Pesquisadores da Universidade McGill aprimoraram a eficiência de um método para transformar urina humana em energia limpa. A técnica emprega células de combustível microbianas (MFCs), dispositivos que utilizam bactérias para converter resíduos orgânicos em eletricidade, unindo tratamento de água e geração de energia a partir de um material abundante.
Nas MFCs, microrganismos degradam a matéria orgânica presente no esgoto — no caso, na urina — e, durante esse processo metabólico, liberam elétrons. Esses elétrons são captados por eletrodos do sistema, criando um fluxo elétrico que pode ser aproveitado como forma de energia. Ao mesmo tempo, a atividade bacteriana reduz a carga orgânica do resíduo, contribuindo para o tratamento da água.
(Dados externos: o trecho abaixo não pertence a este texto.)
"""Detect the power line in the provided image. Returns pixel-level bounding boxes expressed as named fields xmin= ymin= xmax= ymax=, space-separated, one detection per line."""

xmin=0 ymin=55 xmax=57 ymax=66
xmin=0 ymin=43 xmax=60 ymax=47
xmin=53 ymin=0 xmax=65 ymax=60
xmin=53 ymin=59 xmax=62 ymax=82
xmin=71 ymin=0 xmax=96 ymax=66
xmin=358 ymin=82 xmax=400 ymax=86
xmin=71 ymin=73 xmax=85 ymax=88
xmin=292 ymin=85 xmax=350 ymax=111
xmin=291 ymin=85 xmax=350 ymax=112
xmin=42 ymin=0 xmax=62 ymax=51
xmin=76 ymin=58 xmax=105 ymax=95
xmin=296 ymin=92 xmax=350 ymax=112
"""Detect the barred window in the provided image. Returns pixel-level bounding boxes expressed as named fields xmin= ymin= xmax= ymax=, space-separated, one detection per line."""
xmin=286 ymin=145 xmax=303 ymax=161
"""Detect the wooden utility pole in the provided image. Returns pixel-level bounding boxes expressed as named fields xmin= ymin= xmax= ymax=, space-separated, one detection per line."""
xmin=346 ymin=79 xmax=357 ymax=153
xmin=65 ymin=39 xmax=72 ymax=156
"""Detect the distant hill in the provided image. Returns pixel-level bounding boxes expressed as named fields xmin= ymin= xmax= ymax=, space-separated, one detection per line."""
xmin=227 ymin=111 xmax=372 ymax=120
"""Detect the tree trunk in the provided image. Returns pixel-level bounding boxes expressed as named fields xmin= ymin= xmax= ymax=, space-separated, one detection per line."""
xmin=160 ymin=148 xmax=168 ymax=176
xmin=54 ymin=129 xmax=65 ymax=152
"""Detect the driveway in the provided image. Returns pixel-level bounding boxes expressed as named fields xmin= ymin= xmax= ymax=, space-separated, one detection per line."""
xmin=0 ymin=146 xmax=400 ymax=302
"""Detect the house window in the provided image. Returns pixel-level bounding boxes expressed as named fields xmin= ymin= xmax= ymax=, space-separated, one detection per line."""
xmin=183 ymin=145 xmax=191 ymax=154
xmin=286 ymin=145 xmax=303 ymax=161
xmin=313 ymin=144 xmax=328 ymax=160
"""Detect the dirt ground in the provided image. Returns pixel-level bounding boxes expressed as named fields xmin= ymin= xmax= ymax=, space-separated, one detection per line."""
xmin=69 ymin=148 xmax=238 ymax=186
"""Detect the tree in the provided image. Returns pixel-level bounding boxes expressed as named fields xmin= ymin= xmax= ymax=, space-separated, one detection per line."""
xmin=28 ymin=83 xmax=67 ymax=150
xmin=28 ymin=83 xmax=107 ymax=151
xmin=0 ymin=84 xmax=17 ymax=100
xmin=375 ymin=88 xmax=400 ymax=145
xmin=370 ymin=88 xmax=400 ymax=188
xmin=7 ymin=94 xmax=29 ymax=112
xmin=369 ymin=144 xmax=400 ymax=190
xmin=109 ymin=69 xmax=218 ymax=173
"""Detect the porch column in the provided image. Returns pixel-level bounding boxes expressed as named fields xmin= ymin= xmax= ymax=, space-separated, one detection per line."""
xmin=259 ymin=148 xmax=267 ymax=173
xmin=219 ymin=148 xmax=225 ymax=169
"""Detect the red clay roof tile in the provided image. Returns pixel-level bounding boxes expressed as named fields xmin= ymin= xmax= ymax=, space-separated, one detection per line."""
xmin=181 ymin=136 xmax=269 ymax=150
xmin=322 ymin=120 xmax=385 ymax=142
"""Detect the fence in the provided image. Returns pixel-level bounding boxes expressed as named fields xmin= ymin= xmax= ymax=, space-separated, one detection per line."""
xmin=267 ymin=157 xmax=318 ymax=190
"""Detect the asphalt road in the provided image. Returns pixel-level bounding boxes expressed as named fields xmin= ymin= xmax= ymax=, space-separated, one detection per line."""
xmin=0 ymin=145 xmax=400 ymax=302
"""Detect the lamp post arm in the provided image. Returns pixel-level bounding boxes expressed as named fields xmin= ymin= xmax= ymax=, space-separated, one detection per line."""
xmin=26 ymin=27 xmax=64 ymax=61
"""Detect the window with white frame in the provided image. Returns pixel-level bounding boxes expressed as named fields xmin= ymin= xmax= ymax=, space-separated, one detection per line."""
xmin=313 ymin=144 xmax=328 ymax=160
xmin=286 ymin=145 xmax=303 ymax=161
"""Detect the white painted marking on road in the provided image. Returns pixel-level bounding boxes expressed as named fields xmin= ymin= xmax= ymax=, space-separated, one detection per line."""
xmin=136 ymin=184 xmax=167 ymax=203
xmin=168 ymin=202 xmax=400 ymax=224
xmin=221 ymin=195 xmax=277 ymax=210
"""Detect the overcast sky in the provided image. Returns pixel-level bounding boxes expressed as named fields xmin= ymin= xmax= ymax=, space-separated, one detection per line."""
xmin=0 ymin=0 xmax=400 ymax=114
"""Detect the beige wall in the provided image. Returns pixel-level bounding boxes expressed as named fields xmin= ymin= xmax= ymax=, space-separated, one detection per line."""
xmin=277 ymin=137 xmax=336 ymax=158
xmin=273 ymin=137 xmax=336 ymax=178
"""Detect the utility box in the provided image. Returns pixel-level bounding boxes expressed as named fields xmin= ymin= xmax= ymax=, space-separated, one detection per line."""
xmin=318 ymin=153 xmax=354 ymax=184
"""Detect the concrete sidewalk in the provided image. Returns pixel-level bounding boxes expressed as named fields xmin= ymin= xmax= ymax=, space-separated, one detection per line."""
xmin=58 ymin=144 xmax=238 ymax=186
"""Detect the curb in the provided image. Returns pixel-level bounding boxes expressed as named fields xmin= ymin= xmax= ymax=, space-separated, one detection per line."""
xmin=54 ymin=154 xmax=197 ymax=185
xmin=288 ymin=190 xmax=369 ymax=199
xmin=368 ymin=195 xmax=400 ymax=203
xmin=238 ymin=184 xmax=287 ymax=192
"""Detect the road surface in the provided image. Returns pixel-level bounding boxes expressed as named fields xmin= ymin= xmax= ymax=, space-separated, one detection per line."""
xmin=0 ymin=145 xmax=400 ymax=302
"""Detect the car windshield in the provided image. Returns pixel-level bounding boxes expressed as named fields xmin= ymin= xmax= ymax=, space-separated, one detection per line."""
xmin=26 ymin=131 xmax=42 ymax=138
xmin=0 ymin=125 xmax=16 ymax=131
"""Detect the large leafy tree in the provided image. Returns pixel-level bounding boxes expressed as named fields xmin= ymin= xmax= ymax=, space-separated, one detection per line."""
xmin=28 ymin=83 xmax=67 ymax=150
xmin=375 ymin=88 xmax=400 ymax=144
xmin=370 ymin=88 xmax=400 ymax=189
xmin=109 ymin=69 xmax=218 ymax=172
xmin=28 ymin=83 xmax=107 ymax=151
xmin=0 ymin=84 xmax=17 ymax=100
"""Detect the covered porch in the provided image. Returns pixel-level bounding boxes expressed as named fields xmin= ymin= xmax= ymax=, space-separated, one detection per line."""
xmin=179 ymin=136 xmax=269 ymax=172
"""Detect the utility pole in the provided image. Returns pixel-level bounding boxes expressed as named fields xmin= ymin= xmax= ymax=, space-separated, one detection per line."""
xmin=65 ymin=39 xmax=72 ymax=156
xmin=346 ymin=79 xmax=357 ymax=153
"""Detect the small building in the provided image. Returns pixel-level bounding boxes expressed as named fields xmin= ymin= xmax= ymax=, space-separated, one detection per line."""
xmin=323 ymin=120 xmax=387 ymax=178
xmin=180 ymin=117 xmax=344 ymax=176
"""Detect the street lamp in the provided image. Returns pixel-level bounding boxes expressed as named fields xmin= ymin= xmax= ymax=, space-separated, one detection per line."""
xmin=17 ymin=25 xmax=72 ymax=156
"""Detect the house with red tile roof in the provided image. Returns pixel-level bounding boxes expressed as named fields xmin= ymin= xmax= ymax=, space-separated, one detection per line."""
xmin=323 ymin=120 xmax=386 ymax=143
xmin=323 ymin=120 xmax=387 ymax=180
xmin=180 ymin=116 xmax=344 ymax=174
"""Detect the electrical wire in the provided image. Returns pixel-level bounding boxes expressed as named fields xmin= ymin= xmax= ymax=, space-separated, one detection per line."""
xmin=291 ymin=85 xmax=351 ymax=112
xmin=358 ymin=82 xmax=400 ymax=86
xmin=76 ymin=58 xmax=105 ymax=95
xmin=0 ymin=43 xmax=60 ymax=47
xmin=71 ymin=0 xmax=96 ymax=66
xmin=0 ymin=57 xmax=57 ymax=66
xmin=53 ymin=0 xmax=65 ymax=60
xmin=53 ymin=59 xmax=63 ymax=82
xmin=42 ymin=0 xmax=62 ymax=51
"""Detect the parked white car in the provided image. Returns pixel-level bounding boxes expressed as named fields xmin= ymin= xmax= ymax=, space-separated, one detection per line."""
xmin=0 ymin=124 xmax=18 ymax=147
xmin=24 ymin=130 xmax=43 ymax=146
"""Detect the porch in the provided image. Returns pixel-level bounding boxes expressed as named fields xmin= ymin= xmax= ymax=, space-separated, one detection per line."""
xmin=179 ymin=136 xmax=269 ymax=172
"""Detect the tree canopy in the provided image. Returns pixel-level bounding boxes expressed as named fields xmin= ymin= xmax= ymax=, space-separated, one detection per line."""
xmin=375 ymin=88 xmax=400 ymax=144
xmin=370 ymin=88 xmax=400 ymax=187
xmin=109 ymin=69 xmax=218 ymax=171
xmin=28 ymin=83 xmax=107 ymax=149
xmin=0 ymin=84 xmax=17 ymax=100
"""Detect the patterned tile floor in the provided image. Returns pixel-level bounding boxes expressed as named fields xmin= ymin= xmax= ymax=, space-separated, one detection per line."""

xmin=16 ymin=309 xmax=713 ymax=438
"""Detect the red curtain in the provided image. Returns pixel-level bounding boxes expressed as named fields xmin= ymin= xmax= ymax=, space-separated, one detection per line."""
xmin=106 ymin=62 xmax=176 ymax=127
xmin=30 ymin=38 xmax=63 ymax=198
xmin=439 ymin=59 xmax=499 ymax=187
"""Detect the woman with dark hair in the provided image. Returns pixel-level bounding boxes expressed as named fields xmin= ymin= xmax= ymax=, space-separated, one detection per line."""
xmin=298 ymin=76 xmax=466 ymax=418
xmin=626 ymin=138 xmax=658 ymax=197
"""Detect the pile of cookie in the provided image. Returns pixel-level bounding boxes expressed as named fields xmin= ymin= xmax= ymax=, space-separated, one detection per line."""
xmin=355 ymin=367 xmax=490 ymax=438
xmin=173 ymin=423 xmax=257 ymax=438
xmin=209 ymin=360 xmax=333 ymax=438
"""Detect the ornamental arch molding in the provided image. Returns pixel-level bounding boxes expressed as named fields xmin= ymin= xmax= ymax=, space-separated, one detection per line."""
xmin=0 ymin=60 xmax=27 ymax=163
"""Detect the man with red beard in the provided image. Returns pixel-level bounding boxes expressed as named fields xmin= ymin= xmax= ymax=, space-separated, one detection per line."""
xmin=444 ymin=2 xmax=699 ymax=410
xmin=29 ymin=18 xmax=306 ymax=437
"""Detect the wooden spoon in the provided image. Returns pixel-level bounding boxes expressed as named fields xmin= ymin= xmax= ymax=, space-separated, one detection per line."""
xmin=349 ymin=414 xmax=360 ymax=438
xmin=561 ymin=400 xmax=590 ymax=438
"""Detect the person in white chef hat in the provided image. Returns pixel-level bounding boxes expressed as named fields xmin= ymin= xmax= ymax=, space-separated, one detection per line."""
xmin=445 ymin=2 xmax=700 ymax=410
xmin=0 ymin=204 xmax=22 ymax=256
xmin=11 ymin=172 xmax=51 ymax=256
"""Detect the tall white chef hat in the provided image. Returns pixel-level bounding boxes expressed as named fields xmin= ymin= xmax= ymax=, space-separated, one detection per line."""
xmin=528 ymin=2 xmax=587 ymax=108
A escolha da urina como insumo tem sentido prático: é uma fonte abundante de compostos orgânicos e nutrientes que, se não tratados corretamente, podem representar um problema ambiental. Aproveitar esse fluxo para gerar eletricidade transforma um resíduo descartado em um recurso utilizável, mantendo a proposta de solução sustentável e de baixo custo.
O avanço alcançado por McGill reforça o potencial das abordagens microbianas para soluções integradas de saneamento e geração energética, mostrando caminhos para tornar o manejo de águas residuais mais eficiente enquanto recupera recursos a partir de correntes de desperdício humano.